Osteocyte apoptosis is spatially, temporally and functionally linked to the removal and replacement of fatigue-induced microdamage in bone. Tissue repair is carried out via osteoclastic resorption, which removes damaged tissue, and this is followed by bone formation, which replaces the damaged tissue with new bone. When these processes are coupled together in this way, they are called a Basic Multicelluar Unit (BMU) [1]. The mechanisms that initiate and control this process are of considerable interest in terms of fundamental osteocyte and skeletal physiology and for clinical practice, since alterations in BMU-based bone remodeling underlie osteoporosis and several other skeletal pathologies.

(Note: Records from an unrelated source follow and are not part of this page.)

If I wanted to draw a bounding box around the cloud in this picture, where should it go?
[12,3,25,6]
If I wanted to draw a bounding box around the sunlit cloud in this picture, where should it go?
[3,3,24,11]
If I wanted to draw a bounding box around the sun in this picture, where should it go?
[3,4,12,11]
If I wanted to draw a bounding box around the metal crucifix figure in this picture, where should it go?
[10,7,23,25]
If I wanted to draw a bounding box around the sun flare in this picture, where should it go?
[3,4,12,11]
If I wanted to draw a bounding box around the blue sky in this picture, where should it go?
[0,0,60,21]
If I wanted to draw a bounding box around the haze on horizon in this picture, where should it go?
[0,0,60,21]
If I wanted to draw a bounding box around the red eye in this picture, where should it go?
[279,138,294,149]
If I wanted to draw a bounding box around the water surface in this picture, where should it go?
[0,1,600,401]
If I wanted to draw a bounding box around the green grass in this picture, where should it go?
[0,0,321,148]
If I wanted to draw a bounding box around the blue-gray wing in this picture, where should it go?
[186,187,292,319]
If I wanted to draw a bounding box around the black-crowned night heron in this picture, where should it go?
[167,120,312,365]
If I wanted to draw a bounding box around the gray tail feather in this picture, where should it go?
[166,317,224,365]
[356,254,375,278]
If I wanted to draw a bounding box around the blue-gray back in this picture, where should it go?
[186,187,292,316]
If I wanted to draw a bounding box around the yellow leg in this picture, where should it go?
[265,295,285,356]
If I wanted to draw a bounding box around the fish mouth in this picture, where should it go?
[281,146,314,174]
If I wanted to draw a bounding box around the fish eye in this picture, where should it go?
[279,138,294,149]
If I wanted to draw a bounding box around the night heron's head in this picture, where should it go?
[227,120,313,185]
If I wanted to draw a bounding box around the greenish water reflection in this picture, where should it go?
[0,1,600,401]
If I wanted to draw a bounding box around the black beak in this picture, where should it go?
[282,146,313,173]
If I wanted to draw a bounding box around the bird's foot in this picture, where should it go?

Cardoso et al [2] first demonstrated that osteocyte apoptosis at fatigue microcracks in bone controls the activation and targeting of new resorption foci. Yet the specific contribution of osteocytes to RANKL production has been unclear, despite the longstanding recognition that cells of the osteoblast lineage produce RANKL, which is essential for osteoclast recruitment. Recent studies identified that osteocytes are the dominant source of RANKL in growing mouse bone, and are essential to normal modeling and remodeling at this stage of development [35], since osteocyte-specific RANKL knockout (KO) mice have a severe osteopetrotic phenotype. MLO-Y4 osteocyte-like cells also constitutively express RANKL [3, 68] and thus appear to behave like osteocytes in growing bone.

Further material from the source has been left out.